Vending committee suggests modern shopping complex for Toolsie site

Stabroek News
August 15, 2001

A meeting of the Mayor and City Council's (M&CC) Special Committee to address vending in Georgetown has agreed that the Toolsie Persaud Limited site, earmarked for the Water street vendors, is ideal to set up a modern shopping complex in the heart of the shopping district.

The committee, which is chaired by PNC REFORM Councillor Patricia Woolford and has representatives from the M&CC and the vending community, met on July 27 and according to the report given at last Monday's statutory meeting, it was recommended that a well thought out architectural plan should be presented to an international funding agency for the site's development.

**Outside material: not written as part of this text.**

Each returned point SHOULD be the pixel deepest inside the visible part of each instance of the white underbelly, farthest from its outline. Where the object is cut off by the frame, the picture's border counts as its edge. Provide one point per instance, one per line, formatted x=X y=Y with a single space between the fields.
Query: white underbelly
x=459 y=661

According to the report, the committee strongly advised against the creation of an arrangement which entailed the removal of goods on a daily basis. Referring to the Merriman Mall, the committee said if money was to be spent on another vendors' project without proper facilities another white elephant would be created after the expenditure of millions of dollars.

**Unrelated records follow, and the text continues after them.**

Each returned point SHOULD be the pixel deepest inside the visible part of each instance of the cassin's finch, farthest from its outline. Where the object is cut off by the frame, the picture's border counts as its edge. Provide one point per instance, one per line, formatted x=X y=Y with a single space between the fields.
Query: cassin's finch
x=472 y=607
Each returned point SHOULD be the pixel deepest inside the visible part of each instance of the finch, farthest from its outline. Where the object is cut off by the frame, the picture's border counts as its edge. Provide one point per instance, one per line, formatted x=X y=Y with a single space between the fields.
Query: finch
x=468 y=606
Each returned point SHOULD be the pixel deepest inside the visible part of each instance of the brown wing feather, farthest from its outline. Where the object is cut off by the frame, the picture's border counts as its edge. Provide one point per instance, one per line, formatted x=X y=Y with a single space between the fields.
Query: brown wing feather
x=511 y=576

At the meeting the vendors said they were wary of continuous temporary arrangements regarding their welfare and urged that the five-year lease proposed by the government be revisited.

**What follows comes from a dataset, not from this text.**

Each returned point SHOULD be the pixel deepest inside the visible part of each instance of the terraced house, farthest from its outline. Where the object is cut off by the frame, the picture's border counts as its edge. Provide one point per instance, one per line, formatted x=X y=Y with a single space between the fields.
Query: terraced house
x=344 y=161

The committee was established by the council on June 5, with its mandate being to address the vending issue in Georgetown, with particular reference to Water street, since the fate of those vendors was to be decided by the court at the time of the formation of the committee.

The main objective of the committee is to examine the situation in an in-depth and critical manner, and present to council in a holistic way, recommendations that would permanently put an end to the current forms of street vending.

Other objectives include the identification of appropriate forms of vending suitable for specific commercial areas, to recommend suitable structures for the identified sites and to explore various types of financial arrangements for their implementation.

At last month's meeting a number of other issues were discussed and it was decided that sites already owned by the M&CC should be developed and improved. It was suggested that since it would take a considerable amount of time to acquire property owned by others the council should embark on projects to develop those markets under its control, while it awaited approval from government to treat with the under-utilized or abandoned sites around the city.

For the Bourda Market, the committee recommended that the plan for the modernization of that shopping area should be re-visited and updated in keeping with the needs of the citizens of Georgetown.

For the Stelling View Market, it was suggested that the area should be developed into a modern pier where relaxation cafes and restaurants, serving all varieties of food, would be established, to relocate the entertainment and food booths that are currently in front of the Stabroek Market. Further, that the expertise of an architect should be sought for the development of this project.

Another area on which the committee suggested that work should be done was the Stabroek Bazaar and it was recommended that the stelling adjacent to this area be extended for the relocation of the greens, fruits and grocery vendors who are on the Water street pavement between Stabroek Bazaar and Commerce Street. This, the committee said, would ease the traffic congestion there and enable the council to earn revenue which is currently not collected.

The committee found that the Guyana Stores Bond was clearly out of character with the envisioned development of the shopping district and should be removed for the enhancement of the area and the extension of the vendors' arcade.